13. It is not in dispute that the 2nd appellant was found in possession of the motor vehicle; the evidence of PW1 was that when the vehicle was eventually traced at Kariobangi Round- About the 2nd appellant was found inside operating as a tout; this evidence was corroborated by PW3 who was the arresting officer and PW4 a friend of PW1; PW3andPW4were both present when the vehicle was recovered; and the trial court also correctly found  that the 2nd appellant was in  possession and noted this in its judgment by stating;

“Later on 18th November 2012, in the company of the police and PW4 he searched for his motor vehicle and recovered at Dandora round about. First accused was driving it and second accused was the conductor.

Both accused persons were in physical possession of the motor vehicle”

14. There being no direct evidence linking the 2nd appellant to the theft and the trial court having found the 2nd appellant to be in possession it was incumbent upon the trial court to examine the circumstances of the 2nd appellants’ possession for the purposes of ascertaining or for drawing an inference that the 2nd appellant handled or retained the property knowing it to have been stolen or unlawfully obtained.

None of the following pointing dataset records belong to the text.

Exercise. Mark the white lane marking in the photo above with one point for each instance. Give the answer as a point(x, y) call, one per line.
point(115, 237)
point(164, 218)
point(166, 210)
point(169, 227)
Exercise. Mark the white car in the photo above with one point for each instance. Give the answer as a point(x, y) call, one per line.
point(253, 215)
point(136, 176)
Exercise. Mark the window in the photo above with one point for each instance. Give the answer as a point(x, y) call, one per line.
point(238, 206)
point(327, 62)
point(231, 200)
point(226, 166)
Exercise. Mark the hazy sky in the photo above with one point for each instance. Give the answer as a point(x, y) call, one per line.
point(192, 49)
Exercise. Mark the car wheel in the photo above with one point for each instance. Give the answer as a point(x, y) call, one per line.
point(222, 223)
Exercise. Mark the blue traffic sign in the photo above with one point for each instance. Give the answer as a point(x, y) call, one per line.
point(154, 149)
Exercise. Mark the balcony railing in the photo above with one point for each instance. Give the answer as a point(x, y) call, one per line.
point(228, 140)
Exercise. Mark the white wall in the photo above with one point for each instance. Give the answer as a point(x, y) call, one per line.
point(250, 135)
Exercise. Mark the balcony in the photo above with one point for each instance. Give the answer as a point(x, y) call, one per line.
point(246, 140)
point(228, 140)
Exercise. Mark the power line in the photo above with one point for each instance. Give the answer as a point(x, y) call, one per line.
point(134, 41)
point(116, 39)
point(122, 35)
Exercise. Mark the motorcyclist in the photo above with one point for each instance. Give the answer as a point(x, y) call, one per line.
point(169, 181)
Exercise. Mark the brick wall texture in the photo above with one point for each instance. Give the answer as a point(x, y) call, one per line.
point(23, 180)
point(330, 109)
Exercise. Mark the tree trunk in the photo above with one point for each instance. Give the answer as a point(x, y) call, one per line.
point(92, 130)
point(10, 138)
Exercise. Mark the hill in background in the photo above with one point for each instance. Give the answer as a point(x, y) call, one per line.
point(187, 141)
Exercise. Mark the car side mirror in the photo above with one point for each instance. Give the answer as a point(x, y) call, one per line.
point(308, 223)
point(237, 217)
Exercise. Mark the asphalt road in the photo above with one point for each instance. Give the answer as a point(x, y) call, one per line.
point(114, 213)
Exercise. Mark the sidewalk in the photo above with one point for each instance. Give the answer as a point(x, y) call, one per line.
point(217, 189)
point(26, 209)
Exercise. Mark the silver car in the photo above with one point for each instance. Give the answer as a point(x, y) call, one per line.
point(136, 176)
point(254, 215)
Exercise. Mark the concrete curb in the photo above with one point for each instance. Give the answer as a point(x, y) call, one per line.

15. The condition precedent that must be established is knowledge; the question that must be answered to ascertain whether the trial courts’ decision was right is whether from the facts and circumstances of the case knowledge was proved or can be inferred from the 2nd appellants circumstances of possession;

16. It is trite law that when circumstantial evidence is applicable the circumstances must be such as to convince any reasonable person that no other conclusion was reasonably possible;

17. The trial court in its judgment made the following finding;

“First accused being the driver and the second accused being the conductor thereof. I have no reason to doubt this evidence. It is watertight.

Accused person’s explanation as to how to handle property is not plausible. I do find that they handled stolen property and retained it. The motor vehicle did not belong to any of them.

First accused merely denies everything. Second accused explanation a mere sham”

18. From the above extract this court finds that the trial court failed to direct and address its mind sufficiently to the facts, the law on circumstantial evidence and the explanation given by the 2nd appellant; the State also conceded that the trial court failed to address the explanation given by the 2nd appellant;

19. Having considered the prosecutions’ evidence in totality this court is satisfied the answer to the question posed earlier can only be in the negative; that knowledge by the 2nd appellant that the property was stolen or unlawfully obtained was not proved; neither can an inference of such knowledge be drawn from the 2nd appellants circumstances of possession;

20. There is therefore need to interfere with the trial courts conclusion that the 2nd appellant was guilty of handling stolen property;

21. This ground of appeal is the cornerstone of the appeal; it is found to be meritorious and is hereby allowed.

FINDINGS

22. In the light of the forgoing this court makes the following findings and determination;

i. The prosecution failed to prove that the 2nd appellant knew the property was stolen and or unlawfully obtained;

ii. The circumstances of possession was not sufficient proof that the stolen property was handled with any knowledge;

DETERMINATION

23. The appeal No.58 of 2012 is hereby marked as having been withdrawn;

24. The appeal No.60 of 2012 is found to be with merit and is hereby allowed.

25. The conviction is quashed and sentence set aside.

26. The 2nd appellant be set at liberty forthwith unless otherwise lawfully held.

Orders Accordingly.

Dated, Signed and Delivered at Nyeri this 30th day of March, 2017.